Miguel Ojeda <miguel.ojeda.sandonis@...il.com> writes:

> On Mon, Jun 19, 2023 at 1:27 PM Emilio Cobos Álvarez <emilio@...sal.io> wrote:
>>
>> Hi Andrew, Miguel,
>>
>> On 6/16/23 16:43, Andrew Lunn wrote:
>> > I said in another email, i don't want to suggest premature
>> > optimisation, before profiling is done. But in C, these functions are
>> > inline for a reason. We don't want the cost of a subroutine call. We
>> > want the compiler to be able to inline the code, and the optimiser to
>> > be able to see it and generate the best code it can.
>> >
>> > Can the rust compile inline the binding including the FFI call?
>>
>> This is possible, with cross-language LTO, see:
>>
>>    https://blog.llvm.org/2019/09/closing-gap-cross-language-lto-between.html
>>
>> There are some requirements that need to happen for that to work
>> (mainly, I believe, that the LLVM version used by rustc and clang agree).
>>
>> But in general it is possible. We use it extensively on Firefox. Of
>> course the requirements of Firefox and the kernel might be different.
>>
>> I think we rely heavily on PGO instrumentation to make the linker inline
>> ffi functions, but there might be other ways of forcing the linker to
>> inline particular calls that bindgen could generate or what not.
>
> Thanks Emilio! It is nice to hear cross-language LTO is working well
> for Firefox.
>
> Andreas took a look at cross-language LTO some weeks ago, if I
> remember correctly (Cc'd).
>
> I am not sure about the latest status on kernel PGO, though.

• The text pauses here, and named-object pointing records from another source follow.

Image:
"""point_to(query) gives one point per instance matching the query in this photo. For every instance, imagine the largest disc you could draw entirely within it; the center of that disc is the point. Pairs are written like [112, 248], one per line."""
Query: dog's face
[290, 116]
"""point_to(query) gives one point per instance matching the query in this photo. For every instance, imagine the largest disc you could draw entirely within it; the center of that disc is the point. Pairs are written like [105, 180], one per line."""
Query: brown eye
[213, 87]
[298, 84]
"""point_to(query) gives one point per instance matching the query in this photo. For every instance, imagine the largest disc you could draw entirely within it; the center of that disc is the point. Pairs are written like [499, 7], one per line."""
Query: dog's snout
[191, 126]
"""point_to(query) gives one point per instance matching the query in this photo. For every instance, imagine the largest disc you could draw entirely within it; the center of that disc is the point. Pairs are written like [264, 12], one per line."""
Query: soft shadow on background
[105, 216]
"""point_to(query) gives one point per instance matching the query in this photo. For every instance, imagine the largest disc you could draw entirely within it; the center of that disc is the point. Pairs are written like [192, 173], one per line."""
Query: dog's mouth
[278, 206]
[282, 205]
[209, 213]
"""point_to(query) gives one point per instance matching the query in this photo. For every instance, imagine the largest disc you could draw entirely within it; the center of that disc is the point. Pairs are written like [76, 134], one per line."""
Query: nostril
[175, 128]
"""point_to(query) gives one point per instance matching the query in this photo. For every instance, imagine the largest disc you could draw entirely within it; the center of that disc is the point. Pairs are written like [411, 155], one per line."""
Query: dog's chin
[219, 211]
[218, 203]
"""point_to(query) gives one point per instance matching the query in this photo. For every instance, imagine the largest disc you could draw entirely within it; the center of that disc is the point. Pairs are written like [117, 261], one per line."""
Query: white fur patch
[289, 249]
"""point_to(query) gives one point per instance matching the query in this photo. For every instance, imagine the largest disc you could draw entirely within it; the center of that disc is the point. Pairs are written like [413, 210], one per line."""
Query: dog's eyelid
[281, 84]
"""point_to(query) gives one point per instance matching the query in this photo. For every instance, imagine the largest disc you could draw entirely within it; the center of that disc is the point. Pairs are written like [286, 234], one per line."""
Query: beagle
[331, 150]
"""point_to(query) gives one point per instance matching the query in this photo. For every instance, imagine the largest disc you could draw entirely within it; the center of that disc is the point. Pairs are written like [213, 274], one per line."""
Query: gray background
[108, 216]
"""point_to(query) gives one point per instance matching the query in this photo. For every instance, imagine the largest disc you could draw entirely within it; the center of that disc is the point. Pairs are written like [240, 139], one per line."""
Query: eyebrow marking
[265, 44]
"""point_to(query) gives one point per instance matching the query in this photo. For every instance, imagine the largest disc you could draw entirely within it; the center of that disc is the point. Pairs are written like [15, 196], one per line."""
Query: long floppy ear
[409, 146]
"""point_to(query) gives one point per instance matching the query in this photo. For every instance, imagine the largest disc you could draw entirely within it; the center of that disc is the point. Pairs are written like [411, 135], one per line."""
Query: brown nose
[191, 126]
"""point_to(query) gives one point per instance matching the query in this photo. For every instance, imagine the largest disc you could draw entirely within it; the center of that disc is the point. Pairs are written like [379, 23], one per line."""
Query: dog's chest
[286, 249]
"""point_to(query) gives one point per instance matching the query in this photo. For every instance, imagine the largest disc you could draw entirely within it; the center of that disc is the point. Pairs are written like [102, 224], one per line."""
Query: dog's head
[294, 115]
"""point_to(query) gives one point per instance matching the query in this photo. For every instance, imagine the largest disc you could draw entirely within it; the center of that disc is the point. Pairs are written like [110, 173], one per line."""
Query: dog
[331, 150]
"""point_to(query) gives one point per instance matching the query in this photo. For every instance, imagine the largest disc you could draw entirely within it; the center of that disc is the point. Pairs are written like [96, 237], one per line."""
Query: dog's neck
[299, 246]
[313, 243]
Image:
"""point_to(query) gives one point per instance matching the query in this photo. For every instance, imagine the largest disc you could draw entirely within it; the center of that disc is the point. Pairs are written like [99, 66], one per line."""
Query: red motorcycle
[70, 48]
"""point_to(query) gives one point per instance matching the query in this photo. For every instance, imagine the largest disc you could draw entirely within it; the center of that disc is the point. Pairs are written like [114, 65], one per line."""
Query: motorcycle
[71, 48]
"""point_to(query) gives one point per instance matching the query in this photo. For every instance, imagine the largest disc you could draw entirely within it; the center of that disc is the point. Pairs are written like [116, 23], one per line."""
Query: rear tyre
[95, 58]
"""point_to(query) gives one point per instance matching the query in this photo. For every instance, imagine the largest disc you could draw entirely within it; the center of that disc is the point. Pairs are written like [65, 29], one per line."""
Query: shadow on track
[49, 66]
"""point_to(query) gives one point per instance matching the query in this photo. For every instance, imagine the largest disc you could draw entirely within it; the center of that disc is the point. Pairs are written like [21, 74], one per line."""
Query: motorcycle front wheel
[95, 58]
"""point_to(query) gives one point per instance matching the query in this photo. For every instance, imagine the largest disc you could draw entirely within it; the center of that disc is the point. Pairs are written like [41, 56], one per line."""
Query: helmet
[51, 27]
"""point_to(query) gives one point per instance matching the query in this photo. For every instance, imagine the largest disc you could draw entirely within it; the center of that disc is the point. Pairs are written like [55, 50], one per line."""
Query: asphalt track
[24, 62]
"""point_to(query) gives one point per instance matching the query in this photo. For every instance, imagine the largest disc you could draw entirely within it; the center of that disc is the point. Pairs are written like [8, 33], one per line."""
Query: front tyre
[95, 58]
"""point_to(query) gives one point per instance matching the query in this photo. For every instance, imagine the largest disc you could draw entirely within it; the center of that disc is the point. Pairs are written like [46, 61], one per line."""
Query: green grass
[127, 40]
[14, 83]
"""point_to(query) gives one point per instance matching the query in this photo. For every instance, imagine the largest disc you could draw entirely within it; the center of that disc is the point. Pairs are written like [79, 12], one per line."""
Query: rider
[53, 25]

I hacked it to work a while back for the NVMe and null_blk drivers. You
need to build the C and Rust parts of the kernel with compatible
clang/rustc compilers (same major version I believe), and then pass the
right compiler flags to get rustc and clang to emit llvm bitcode instead
of ELF files with machine code. As far as I recall, some infrastructure
is present in kbuild, but I had to add some bits to make it build.

Also, I had some issues with LLVM not doing the inline properly and I
had to use `llvm-link` on the bitcode of my module to link in the
bitcode of the C code I wanted to inline. Without that step, inlining
did not happen.

I was able to build and execute in qemu like this, but I was not able to
boot on bare metal. I think the LTO breaks something in C land. I did
not investigate that further.

Eventually I paused the work because I did not observe conclusive
speedups in my benchmarks. I plan to resume the work at some point and
do more rigorous benchmarking to see if I can observe a statistically
significant speedup. Not sure when that will happen though.